Note:' server1_hostname' and 'server2_hostname' should be replaced with their actual values, as well as '/path/to/volume/dir' and '/path/to/mount/dir' .
 
Installation of GlusterFS data volume replication with Ansible
---

# Inventory server group selection
- hosts: servers_inventory_group_name
  become: yes
 
  tasks:
 
# UPDATE SERVER
  - name: CentOS security update
    yum:
      name: '*'
      security: yes
      state: latest
 
# INSTALL REQUIRED REPOSITORY
 
# Install EPEL repository. It is required for GlusterFS installation
  - name: Install EPEL repo
    yum: |
      name: https://dl.fedoraproject.org/pub/epel/epel-release-latest-{{ ansible_distribution_major_version }}.noarch.rpm
      state: present
 
# Import EPEL GPG key to verify the signature of package
  - name: Import EPEL GPG key
    rpm_key:
      key: /etc/pki/rpm-gpg/RPM-GPG-KEY-EPEL-{{ ansible_distribution_major_version }}
      state: present
 
# SET SERVER HOSTNAME
 
  - name: Set server hostname
    hostname: name={{ my_hname }}
 
# Update server's hosts file so the servers can access each other via hostnames rather # than IP addresses
  - name: Update server's hosts file
    lineinfile:
      path: /etc/hosts
      line: "{{ item }}"
      state: present
      backup: yes
    with_items:
      - "{{ my_private_ip }}  {{ my_hname }} {{ my_hname }}.local"
      - "{{ other_private_ip }}  {{ other_hname }} {{ other_hname }}.local"
 
# REBOOT SERVER
 
  - name: Reboot server
    reboot:
      msg: "Reboot initiated by Ansible"
 
# INSTALL GLUSTERFS
 
# Install glusterfs server package 
 - name: Install glusterfs server
    yum:
      name: glusterfs-server
      state: present
 
# Start glusterd service and make it start at boot 
 - name: Start glusterfs service and enable start at boot
    service:
      name: glusterd
      state: started
      enabled: yes
 
  # Add glusterfs service to the Public zone
  - name: Add glusterfs service to Public zone
    ansible.posix.firewalld:
      zone: public
      service: glusterfs
      permanent: yes
      immediate: yes
      state: enabled
 
  # Add source in the firewall to limit access only to other servers in the pool
  - name: Add source in firewalld
    firewalld:
      source: "{{ other_private_ip }}/32"
      zone: public
      immediate: yes
      permanent: yes
      state: enabled
 
  # Reload firewalld service
  - name: Reload firewalld service
    service:
      name: firewalld
      state: reloaded
 
# SET GLUSTERFS
 
  # Create glusterfs brick directory
  - name: Create glusterfs brick dir and set permissions to 775
    file:
      path: /path/to/volume/dir
      owner: root
      group: apache
      state: directory
      mode: '0775'
 
  # Create glusterfs volume
  - name: Create glusterfs volume
    gluster_volume:
      state: present
      name: gfs_volume
      bricks: /path/to/volume/dir
      replicas: 2
      cluster: "{{ groups.servers_inventory_group_name | join(',') }}"
      host: "{{ server1_hostname }}"
      force: yes
    run_once: true
 
  # Mount glusterfs volume
  - name: Mount gluster volume
    mount:
      name: /path/to/mount/dir
      src: "{{ inventory_hostname }}:/gfs_volume"
      fstype: "glusterfs"
      opts: "defaults,_netdev"
      state: "mounted"
 
The above ansible script should install and set GlusterFS on all servers in the pool, listed in  '[servers_inventory_group_name]' section of the default inventory file ('/etc/ansible/hosts').

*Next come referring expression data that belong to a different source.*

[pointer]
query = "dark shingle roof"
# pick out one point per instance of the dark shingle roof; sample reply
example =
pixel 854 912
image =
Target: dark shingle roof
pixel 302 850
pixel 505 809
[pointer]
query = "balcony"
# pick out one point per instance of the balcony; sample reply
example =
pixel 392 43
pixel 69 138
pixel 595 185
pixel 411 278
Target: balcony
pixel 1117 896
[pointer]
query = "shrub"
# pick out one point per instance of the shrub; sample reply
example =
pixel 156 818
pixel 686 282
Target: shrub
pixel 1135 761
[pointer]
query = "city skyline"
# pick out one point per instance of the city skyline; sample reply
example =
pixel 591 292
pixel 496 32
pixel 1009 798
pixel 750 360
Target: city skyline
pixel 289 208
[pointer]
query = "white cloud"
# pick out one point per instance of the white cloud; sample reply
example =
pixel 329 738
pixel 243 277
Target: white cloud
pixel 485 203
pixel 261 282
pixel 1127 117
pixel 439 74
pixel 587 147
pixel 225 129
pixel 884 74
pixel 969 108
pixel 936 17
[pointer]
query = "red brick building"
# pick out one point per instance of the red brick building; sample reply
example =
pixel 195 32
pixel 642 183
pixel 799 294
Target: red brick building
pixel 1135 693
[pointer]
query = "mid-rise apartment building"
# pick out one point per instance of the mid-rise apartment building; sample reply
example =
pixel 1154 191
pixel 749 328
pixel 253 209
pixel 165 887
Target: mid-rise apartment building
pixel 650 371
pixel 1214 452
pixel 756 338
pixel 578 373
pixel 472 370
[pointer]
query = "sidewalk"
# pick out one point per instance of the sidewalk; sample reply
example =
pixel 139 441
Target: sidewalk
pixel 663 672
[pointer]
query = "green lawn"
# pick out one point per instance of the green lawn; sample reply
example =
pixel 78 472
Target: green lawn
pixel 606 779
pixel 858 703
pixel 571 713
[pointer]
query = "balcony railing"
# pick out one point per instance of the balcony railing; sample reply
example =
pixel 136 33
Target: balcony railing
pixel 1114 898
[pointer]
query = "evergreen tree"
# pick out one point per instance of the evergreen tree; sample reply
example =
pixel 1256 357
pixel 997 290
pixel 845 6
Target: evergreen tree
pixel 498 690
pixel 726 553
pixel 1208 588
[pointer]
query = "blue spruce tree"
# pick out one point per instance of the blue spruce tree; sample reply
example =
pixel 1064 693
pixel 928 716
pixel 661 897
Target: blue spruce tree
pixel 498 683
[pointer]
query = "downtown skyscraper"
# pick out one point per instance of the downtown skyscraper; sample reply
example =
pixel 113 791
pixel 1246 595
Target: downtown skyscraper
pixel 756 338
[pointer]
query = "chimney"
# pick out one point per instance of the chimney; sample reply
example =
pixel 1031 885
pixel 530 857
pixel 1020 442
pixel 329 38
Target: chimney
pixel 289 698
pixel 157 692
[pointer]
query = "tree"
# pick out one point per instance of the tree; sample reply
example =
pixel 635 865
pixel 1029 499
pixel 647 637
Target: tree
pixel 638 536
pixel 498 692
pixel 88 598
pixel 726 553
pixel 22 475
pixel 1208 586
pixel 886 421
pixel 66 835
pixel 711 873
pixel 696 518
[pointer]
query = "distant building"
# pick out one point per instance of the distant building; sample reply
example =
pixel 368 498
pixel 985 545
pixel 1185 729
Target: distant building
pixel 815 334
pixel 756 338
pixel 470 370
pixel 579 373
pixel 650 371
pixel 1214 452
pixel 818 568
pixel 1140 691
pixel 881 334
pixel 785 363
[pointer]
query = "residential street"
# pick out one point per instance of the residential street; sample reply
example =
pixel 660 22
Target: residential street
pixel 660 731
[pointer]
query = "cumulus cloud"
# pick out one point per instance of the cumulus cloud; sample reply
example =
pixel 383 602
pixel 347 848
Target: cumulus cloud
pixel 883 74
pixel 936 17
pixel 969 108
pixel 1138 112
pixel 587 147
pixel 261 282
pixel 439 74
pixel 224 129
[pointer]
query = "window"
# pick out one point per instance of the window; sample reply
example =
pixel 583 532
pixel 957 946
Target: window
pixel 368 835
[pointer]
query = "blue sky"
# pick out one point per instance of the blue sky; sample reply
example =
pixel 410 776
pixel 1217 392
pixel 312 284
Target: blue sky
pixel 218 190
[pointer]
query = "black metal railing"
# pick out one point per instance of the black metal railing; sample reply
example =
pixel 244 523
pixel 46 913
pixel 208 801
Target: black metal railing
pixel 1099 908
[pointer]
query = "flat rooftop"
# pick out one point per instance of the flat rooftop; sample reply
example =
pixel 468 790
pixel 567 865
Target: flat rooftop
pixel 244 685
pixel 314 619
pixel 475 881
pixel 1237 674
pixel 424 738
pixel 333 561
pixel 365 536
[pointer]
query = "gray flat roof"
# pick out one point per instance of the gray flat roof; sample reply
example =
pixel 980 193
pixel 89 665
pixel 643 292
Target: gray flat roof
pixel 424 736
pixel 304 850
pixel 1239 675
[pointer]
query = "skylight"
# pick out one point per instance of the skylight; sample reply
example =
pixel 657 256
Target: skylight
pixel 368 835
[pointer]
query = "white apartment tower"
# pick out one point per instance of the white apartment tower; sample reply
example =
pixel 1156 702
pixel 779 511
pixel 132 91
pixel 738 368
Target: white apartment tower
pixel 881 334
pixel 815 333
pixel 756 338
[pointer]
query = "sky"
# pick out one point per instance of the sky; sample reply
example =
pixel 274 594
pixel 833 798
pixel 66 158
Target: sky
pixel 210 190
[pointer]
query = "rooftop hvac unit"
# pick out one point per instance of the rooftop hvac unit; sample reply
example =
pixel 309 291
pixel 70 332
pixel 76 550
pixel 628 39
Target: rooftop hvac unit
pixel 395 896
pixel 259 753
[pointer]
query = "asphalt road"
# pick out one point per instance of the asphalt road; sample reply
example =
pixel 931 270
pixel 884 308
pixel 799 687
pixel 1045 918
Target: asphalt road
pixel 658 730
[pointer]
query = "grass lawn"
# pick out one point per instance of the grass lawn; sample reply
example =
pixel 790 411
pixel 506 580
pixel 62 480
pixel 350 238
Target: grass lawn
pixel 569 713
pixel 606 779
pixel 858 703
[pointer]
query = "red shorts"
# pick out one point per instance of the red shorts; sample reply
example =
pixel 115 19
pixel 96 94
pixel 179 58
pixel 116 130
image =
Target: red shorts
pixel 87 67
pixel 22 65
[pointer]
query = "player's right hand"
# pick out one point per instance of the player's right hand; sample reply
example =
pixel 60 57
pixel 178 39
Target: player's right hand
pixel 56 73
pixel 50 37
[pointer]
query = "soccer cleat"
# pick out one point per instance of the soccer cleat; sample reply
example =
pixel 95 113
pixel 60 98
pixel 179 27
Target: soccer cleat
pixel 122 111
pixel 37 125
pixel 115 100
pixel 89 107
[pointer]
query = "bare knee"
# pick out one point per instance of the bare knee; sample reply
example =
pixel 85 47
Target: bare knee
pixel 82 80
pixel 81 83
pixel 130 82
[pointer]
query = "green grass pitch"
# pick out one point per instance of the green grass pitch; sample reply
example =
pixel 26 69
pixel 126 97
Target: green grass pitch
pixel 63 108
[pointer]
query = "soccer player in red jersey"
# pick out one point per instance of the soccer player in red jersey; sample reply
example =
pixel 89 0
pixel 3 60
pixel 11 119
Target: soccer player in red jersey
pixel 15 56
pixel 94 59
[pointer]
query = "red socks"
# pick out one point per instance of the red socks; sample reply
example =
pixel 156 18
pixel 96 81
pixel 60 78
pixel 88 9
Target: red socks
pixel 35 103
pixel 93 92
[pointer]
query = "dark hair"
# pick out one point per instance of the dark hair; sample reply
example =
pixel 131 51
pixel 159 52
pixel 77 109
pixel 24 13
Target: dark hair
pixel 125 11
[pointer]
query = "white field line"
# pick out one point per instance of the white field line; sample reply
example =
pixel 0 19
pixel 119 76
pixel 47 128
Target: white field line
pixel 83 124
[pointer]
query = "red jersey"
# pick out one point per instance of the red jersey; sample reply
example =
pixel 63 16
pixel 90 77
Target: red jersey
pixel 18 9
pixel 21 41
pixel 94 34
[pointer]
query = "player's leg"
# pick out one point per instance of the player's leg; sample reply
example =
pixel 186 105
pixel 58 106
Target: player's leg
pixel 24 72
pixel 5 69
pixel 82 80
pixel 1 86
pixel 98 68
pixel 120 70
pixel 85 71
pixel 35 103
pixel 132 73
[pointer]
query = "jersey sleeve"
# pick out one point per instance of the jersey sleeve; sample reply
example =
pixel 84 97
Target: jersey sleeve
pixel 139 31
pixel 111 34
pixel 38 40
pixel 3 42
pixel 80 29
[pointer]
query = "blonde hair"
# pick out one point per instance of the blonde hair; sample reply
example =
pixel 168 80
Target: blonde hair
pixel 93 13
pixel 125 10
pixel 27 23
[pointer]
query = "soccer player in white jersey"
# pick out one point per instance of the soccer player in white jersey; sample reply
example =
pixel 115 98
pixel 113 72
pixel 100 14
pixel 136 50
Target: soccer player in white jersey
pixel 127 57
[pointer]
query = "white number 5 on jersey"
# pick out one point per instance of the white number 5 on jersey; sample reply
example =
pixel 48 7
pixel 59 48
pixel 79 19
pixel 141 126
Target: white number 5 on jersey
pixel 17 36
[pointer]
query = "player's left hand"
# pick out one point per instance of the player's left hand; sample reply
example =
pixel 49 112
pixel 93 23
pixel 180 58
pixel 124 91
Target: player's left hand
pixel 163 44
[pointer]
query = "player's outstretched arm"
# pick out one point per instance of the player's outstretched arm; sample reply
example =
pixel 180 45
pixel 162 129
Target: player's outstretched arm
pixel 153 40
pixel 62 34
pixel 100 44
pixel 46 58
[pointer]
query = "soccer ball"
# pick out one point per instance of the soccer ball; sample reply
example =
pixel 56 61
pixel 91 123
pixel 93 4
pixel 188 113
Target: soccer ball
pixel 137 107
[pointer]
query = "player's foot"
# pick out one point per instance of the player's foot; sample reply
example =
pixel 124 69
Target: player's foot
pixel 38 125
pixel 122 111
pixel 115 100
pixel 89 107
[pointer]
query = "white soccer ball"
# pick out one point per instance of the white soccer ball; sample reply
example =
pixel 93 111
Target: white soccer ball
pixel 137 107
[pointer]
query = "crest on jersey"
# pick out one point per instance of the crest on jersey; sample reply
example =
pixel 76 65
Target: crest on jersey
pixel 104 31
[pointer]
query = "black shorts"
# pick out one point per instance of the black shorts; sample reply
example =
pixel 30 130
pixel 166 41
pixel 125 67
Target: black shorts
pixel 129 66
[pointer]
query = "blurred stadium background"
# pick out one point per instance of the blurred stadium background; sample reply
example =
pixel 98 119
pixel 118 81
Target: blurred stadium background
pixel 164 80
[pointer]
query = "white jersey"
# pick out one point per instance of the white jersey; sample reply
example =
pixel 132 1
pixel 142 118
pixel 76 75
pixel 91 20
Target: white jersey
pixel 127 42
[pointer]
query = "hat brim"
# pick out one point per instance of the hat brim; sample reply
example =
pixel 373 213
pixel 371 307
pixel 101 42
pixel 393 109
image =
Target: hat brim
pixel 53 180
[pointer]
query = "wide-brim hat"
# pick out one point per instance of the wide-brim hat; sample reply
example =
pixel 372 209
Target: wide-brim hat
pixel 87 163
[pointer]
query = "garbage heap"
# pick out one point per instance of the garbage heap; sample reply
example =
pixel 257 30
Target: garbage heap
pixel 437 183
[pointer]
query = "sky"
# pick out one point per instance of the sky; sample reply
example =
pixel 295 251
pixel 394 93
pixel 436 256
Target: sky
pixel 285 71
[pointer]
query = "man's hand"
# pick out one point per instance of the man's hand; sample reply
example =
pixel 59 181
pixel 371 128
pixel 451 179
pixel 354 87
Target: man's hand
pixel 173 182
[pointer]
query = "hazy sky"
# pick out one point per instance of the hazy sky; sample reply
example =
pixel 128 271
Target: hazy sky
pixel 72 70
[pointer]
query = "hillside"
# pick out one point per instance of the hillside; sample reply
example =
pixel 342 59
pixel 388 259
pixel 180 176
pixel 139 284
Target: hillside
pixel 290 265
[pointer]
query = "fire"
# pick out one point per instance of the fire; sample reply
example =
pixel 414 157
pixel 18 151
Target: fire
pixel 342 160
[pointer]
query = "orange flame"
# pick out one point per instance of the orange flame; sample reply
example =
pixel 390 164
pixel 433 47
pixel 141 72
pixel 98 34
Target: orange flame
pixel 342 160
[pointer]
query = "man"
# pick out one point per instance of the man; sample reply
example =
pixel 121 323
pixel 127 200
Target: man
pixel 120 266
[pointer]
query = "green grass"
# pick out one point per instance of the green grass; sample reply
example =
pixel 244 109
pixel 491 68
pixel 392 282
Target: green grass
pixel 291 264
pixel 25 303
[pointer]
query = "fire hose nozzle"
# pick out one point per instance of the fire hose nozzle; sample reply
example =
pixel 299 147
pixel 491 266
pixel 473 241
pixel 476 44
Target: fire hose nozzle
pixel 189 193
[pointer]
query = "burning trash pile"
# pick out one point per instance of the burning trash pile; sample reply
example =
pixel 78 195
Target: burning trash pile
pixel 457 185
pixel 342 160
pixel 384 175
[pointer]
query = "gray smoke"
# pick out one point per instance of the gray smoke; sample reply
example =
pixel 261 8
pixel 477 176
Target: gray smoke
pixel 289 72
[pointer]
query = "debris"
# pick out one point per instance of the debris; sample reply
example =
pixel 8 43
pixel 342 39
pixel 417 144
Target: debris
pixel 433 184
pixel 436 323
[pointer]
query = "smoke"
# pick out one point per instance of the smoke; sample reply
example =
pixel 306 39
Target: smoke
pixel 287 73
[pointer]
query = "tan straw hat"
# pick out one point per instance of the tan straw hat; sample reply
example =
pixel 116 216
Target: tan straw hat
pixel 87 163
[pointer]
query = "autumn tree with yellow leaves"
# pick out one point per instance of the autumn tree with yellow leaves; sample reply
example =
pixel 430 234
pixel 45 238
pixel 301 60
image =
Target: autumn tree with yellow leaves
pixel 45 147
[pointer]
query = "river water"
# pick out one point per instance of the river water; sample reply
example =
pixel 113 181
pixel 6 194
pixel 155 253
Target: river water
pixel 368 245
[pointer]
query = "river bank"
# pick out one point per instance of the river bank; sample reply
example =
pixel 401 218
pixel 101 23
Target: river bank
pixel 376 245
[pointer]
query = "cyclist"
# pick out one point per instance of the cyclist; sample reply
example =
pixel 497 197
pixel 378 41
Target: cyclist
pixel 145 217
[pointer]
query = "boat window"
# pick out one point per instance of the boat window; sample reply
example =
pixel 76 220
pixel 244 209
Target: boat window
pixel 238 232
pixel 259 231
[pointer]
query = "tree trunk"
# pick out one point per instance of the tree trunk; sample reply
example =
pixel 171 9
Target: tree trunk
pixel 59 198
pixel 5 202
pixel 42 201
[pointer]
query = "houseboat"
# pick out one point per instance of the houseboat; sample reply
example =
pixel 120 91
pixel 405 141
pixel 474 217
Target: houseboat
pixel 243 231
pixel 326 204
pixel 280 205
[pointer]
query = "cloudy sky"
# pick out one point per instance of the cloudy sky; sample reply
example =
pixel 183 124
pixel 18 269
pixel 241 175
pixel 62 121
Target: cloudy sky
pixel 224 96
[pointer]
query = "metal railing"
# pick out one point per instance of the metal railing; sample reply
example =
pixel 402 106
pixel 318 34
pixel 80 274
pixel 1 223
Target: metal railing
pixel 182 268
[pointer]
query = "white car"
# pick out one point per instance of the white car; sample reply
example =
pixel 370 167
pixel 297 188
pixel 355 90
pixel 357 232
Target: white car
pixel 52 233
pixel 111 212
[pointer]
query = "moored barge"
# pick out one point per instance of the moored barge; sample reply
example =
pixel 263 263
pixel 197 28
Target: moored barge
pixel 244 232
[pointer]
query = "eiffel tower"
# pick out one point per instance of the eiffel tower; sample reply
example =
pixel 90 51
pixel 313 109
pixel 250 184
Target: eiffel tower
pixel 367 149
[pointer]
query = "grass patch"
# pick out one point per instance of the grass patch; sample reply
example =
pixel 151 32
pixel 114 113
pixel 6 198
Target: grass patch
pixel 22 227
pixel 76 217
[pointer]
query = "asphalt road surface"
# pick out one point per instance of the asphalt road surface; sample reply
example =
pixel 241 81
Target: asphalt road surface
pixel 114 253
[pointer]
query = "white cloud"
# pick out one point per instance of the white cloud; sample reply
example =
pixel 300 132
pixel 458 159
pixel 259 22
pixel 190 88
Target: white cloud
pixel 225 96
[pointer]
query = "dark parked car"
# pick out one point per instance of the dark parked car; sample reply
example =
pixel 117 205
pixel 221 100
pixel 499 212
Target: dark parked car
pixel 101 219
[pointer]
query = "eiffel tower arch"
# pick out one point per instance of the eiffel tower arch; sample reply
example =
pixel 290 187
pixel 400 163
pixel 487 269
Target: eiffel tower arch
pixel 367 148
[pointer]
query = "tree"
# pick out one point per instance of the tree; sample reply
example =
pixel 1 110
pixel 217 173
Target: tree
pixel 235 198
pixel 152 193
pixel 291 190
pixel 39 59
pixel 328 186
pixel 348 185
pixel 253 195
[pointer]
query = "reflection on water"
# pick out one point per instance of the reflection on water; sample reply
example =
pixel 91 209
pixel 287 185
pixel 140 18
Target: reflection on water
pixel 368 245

It contains several variables defined in three separate files, one in the 'group_vars' folder and the other two in the 'host_vars' folder. Variables defined in the 'group_vars' folder are standard for all servers in the pool. They are in a file whose name is identical to the name of the inventory file group that defines the server's IP addresses in the pool. Variables defined in the 'host_vars' folder are server-specific, and for every server in the pool there will be a separate variable file named by its private IP address.
 
Group-specific variables definition:
~/group_vars/servers_inventory_group_name
---
 
# Common variables for application servers on live environment
 
# GlusterFS brick directory
gluster_dir: /actual/path/to/volume/dir
 
# GlusterFS mount directory
mount_dir: /actual/path/to/mount/dir
 
# GlusterFS volume name
gluster_vol: actual_gfs_volume
 
# Server1 hostname
server1_hostname: server1_actual_hostname
 
Host specific variables definition:
~/host_vars/server1_ip
---
 
# First server's hostname
my_hname: server1_actual_hostname
 
# Second server's hostname
other_hname: server2_actual_hostname
 
# This server IP
my_private_ip: 192.168.x.y
 
# Other server IP
other_private_ip: 192.168.x.z
 
~/host_vars/server2_ip
---
 
# First server's hostname
my_hname: server2_actual_hostname
 
# Second server's hostname
other_hname: server1_actual_hostname
 
# This server IP
my_private_ip: 192.168.x.z
 
# Other server IP
other_private_ip: 192.168.x.y